If LLM spans exist but attach to the session instead of a subagent, pass x-nemo-relay-subagent-id on gateway requests or include shared conversation_id, generation_id, or request_id values in both hook payloads and provider requests.

When Relay cannot prove a stronger LLM owner, it keeps the span under the active turn and adds correlation metadata instead of guessing. Inspect llm_correlation_status, llm_correlation_source, and llm_correlation_subagent_id on LLM spans. Common statuses include explicit, single_hint, request_affinity, agent_fallback, and ambiguous_fallback. Tool spans expose the same diagnostic pattern with tool_correlation_status, tool_correlation_source, and tool_correlation_subagent_id.

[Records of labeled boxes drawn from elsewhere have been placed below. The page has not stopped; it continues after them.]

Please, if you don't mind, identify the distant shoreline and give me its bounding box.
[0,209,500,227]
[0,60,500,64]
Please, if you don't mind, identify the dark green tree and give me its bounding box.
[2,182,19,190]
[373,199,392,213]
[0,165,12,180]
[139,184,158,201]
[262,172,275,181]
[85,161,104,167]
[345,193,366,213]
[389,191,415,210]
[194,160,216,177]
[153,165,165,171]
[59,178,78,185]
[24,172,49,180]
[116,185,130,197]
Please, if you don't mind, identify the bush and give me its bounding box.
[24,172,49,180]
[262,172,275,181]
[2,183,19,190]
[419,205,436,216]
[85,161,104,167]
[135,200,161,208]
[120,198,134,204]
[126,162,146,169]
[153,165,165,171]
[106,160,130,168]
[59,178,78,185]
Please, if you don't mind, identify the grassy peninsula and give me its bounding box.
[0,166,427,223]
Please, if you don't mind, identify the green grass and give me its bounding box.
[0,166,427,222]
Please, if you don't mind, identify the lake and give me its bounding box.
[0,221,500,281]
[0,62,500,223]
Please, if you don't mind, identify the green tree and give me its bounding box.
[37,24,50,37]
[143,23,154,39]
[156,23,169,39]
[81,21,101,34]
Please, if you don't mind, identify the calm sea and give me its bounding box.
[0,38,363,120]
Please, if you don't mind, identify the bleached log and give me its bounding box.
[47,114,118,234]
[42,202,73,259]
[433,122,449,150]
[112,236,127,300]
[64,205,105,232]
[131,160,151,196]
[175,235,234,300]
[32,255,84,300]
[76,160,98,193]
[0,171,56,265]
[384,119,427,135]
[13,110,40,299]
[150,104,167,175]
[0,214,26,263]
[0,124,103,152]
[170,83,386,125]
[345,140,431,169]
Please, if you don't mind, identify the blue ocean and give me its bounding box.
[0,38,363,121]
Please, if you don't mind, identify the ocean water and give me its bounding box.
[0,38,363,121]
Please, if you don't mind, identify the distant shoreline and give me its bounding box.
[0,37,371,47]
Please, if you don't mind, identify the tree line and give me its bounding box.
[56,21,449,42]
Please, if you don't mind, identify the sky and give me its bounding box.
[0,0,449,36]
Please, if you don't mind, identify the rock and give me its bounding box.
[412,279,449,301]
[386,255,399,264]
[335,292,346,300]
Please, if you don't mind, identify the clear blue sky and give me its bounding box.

Late SubagentStop hooks can arrive after Claude Code has already closed the turn, especially when Claude reports background stop-hook state. If the subagent id has no matching SubagentStart and there is no active turn, Relay logs the missing subagent and suppresses the hook from exported observability so it does not create a synthetic null turn. If an unknown subagent end arrives while a turn is active, Relay may emit a subagent_end_without_start diagnostic mark under that turn.

Hook Limitations

Claude Code hooks are available only when Claude Code loads the persistent NeMo Relay plugin or the ephemeral plugin generated by nemo-relay claude or nemo-relay run --agent claude. The standalone gateway can still observe Anthropic LLM traffic, but it cannot invent missing tool, prompt, compaction, notification, or subagent hooks.

UserPromptSubmit contributes prompt and LLM correlation data. Stop is a private correlation and turn-boundary hint rather than a standalone user-visible mark. The other generated hooks normalize to their corresponding scope, tool, mark, notification, compaction, or subagent semantics.